The concept is pretty simple. Given a certain document assign it to one of a closed set of predefined categories. For example, is this a resume or a payroll slip or an invoice. Those categories must have some solid, preexisting business meaning and classifying the documents has to be a required step in some business workflow. The traditional approach is to set up a team of agents that go through the document stream and manually annotate the class that each document belongs to. Initially every agent of the team had to be in the same place, but now and thsanks to technology it is also possible to have decentralized teams accessing a database of digitized documents. While perfectly feasible this approach presents a number of drawbacks:
  • The approach is not cost efficient. Specifically costs grow proportionally with the growth in the document stream, preventing the appearance of any economy of scale.
  • Such a repetitive process is necessary error-prone, even if the task is relatively simple. Some companies solve this problem duplicating the team and classifying each document twice. Whenever there is disagreement, a third agent takes the final decision. Of course this solution increases the cost even more.
The alternative is the introduction of automatic document classification methods where the combination of the right Natural Language Processing methodology with other IT components such as OCR, web services and cloud processing can deliver a scalable, fast and efficient alternative.

Information extraction

The job is incomplete if we limit ourselves to document classification. Our business process will typically require the extraction of relevant information from the document in structured form. For example:

  • From an invoice extract the invoice date or the tax number of the client
  • From a payroll slip extract the net salary or the tenure of the employee

The automation of such tasks is surrounded by a number of technical challenges that go beyond natural language processing and touch the field of computer vision. However this automation has an obvious range of advantages, from speed and efficiency to economies of scale.
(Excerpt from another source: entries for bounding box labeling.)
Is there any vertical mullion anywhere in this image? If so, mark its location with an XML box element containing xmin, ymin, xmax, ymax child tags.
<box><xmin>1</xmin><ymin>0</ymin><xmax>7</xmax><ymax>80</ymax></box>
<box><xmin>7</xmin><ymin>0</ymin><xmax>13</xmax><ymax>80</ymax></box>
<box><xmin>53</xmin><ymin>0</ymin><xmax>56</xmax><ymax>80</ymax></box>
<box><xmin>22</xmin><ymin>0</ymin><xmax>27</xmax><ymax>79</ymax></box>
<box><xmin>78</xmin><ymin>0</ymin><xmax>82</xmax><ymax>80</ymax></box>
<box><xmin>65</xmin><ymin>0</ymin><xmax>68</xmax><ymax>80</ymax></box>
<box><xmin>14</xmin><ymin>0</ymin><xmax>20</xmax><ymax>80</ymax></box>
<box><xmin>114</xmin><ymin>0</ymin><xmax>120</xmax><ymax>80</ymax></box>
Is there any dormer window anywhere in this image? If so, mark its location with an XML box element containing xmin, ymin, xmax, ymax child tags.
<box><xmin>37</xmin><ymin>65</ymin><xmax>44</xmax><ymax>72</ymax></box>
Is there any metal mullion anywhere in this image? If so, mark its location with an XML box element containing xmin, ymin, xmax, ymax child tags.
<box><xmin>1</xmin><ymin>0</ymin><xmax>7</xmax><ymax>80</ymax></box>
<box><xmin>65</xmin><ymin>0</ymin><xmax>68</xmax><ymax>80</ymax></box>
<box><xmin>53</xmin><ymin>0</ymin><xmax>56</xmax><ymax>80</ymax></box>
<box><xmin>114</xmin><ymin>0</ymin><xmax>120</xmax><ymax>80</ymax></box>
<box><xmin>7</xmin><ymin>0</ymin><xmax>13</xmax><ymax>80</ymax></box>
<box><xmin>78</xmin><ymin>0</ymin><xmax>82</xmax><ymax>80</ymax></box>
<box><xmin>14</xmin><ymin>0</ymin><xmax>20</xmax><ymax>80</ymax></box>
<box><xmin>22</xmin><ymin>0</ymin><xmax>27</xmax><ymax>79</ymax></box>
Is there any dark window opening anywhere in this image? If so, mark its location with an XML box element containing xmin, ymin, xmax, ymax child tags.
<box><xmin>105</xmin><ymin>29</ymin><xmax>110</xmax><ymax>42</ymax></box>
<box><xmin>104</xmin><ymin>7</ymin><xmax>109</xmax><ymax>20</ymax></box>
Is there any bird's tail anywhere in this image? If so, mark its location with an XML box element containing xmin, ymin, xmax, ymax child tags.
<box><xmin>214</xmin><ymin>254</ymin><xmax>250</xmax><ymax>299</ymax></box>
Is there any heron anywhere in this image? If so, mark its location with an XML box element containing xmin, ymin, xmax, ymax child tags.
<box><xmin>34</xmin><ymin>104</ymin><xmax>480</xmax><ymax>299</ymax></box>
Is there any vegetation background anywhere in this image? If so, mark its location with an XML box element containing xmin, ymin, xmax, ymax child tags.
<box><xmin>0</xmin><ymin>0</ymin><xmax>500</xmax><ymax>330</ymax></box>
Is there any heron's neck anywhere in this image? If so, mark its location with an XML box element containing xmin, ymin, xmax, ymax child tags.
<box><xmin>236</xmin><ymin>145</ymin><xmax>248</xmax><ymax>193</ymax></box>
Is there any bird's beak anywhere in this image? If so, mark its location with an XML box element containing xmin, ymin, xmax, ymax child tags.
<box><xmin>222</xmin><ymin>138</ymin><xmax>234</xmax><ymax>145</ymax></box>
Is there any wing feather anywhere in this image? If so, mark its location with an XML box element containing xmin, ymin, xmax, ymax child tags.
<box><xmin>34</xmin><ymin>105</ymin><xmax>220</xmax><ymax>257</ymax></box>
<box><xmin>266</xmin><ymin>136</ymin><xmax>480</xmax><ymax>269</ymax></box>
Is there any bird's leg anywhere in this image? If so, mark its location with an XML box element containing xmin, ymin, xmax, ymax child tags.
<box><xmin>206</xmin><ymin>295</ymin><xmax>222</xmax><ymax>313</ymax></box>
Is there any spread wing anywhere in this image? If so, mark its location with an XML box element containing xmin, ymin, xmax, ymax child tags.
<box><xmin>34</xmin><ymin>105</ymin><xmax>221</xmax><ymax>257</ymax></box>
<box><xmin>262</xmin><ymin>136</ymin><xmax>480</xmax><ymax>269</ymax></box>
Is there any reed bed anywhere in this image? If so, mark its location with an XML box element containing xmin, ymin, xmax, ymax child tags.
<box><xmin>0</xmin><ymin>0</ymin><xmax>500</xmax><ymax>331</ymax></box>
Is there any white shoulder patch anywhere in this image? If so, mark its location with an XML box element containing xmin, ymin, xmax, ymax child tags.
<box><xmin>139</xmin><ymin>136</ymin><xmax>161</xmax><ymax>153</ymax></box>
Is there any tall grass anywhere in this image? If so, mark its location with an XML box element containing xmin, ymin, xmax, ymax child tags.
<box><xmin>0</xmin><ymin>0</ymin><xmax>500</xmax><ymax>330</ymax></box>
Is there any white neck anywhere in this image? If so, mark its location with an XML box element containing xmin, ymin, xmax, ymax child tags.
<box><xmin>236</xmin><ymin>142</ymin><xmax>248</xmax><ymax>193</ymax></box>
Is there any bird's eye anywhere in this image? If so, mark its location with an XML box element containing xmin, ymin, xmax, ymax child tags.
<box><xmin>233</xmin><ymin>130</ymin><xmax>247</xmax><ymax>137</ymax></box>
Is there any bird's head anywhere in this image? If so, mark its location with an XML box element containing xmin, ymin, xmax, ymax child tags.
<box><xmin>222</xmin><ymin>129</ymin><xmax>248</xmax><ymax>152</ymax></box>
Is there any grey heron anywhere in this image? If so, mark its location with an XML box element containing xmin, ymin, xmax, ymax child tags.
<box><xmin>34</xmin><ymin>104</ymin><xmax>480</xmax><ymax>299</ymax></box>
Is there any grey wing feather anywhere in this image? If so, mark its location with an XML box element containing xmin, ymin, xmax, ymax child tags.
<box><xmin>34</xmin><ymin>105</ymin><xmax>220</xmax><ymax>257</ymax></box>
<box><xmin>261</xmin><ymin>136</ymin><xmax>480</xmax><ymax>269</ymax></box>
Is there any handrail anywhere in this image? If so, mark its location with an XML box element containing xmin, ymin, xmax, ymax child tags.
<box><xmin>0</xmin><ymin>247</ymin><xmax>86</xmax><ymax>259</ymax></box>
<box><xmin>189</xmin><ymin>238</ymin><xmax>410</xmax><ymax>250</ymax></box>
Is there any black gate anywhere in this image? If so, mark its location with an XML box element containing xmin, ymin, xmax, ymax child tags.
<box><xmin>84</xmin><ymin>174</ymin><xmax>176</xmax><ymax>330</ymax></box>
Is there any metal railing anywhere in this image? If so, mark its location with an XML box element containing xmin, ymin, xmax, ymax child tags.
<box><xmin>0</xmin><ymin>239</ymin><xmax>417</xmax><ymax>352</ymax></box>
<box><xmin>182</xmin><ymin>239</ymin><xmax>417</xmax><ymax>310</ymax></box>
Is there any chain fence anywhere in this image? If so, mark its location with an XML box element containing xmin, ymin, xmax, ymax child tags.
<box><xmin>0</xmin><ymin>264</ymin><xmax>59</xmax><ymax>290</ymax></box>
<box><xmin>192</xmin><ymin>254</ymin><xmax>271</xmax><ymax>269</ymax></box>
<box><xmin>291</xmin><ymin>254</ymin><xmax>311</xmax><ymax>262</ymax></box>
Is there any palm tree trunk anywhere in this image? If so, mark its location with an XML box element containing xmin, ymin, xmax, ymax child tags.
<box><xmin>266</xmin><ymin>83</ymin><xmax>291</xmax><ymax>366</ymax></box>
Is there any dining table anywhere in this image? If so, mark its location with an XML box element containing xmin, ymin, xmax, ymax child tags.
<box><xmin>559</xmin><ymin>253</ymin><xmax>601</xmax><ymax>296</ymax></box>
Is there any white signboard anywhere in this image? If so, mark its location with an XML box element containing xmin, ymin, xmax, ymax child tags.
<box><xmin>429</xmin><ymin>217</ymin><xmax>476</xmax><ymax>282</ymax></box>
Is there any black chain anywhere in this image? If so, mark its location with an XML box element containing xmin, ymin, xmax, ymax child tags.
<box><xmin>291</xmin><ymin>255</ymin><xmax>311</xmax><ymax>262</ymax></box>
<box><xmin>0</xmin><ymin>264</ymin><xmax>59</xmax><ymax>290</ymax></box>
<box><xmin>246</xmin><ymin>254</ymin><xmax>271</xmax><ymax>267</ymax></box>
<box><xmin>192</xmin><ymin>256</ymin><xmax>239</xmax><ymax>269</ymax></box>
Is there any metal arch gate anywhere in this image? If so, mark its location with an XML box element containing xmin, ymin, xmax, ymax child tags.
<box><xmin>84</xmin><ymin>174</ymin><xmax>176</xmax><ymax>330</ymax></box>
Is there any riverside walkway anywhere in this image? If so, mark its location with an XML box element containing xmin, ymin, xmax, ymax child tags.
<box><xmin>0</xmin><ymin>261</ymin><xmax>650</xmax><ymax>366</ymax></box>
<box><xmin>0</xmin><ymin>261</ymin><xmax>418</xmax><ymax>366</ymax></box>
In natural language processing there is a distinction between Named Entities (typically proper nouns such as country names or organization but also dates an numbers) and Slots (which are domain-specific pieces of data such as Tax ids or Part number). Both heuristic and Machine Learning techniques are required to extract these data from the original image.

In some cases non textual information such as logos, signatures or stamps need to be extracted and sometimes matched against a reference image. This falls in the computer vision domain once more.

Practical use cases

The number of situations where scanned or paper documents are sent for processing is really wide. We will mention only a handful of them.

  • Customer onboarding. Be it in insurance, telecoms, finance or utilities, the need for the supplier to get and process documents from the client can be found everywhere. The utility company needs the rent contract of the client. The finance house asks for a payroll slip. The insurance company requests a blood test. Many more cases like those happen every day.
  • Insurance claims. There are few industries more swamped with documents than Insurance. This trait is more evident in the claims department where procedures require a number of document pieces to back up the claim. A lot of manual processing in place.
  • Legal advice. This area deserves a post in its own right. Just imagine the time taken by lawyers just to find a small piece of data across a number of thick files holding past court decisions or contracts.


We expect that the benefits of document classification have become evident in this post. Namely:

  • Speed. These days everybody wants and expects immediate turnaround of any process. Delaying a business process in insurance, credit, retail or any other business because someone needs to go through a huge stack of papers is unthinkable.
  • Efficiency. While technology is not always cheap and not every manual action is candidate for automation, most of the time automation brings about process reliability and economic sense to the business.
  • Economies of scale. And once automation is introduced the ability to grow the business in a fast and agile manner is available for the management who can tackle growth peaks by just adding some - or none at all! - technical resources.